Move may help avoid $5B fine

European Union antitrust officials have voiced satisfaction with Google's latest offer to modify its search results. The EU's Competition Commissioner, Joaquin Almunia, issued a statement suggesting the company has finally addressed all areas of concern, improving the list of concessions beyond its July offer that received "very negative" feedback and was subsequently dismissed by the agency.

"One of the most significant improvements relates to the vertical search concern, which was the point that received the strongest critical comments during the market test," Almunia says.

Many of Google's competitors had complained that links to their services, related to specialized content such as restaurants, were not displayed prominently. Others criticized Google for displaying too much content from their services, reducing the incentive for users to actually visit the rival site.

Google has offered to show the logo of rival sites next to the link, which is presented with dynamic text designed to better inform the visitor of the content.
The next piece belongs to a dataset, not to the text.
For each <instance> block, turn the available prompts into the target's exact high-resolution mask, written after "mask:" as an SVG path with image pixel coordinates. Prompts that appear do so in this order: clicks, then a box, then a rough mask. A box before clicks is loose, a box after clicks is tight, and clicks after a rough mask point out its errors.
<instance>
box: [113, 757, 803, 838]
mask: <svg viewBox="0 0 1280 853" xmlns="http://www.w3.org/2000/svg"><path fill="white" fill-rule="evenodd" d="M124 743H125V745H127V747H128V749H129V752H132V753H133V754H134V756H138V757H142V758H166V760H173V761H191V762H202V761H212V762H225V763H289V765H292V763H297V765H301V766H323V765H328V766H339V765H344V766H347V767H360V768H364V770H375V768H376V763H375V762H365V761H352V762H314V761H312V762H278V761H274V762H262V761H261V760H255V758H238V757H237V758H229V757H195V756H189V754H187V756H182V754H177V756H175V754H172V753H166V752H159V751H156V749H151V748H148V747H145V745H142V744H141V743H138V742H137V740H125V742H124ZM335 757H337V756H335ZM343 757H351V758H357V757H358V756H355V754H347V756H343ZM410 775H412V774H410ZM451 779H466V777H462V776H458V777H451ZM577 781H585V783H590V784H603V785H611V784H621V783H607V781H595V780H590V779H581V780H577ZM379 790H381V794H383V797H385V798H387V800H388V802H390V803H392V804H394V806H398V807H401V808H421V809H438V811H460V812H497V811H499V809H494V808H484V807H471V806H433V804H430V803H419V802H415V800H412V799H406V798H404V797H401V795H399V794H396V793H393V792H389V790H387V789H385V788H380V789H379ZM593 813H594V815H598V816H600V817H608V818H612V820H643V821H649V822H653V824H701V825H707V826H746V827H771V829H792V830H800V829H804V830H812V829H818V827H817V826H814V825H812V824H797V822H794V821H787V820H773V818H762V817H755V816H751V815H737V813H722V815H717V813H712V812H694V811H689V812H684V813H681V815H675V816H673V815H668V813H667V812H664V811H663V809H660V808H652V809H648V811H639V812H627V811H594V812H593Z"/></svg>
The company is also said to be open to utilizing an auction mechanism that will enable competitors to bid for specific queries, while the opt-out mechanism has been improved for third-party sites that don't want their original content displayed on Google's results.

The company has also reportedly backed off its contractual obligations that had effectively forced advertising publishers into exclusive agreements.

"We have reached a key moment in this case," Almunia adds. "Following the first market test, I had serious doubts whether it was possible to continue the route towards a Commitment decision. Now, with the significant improvements on the table, I think we have the possibility to work again and seek to find an effective solution based on a decision under Article 9 of the Antitrust Regulation."

Google was reportedly facing a steep fine for antitrust violations, facing a potential penalty of up to $5 billion.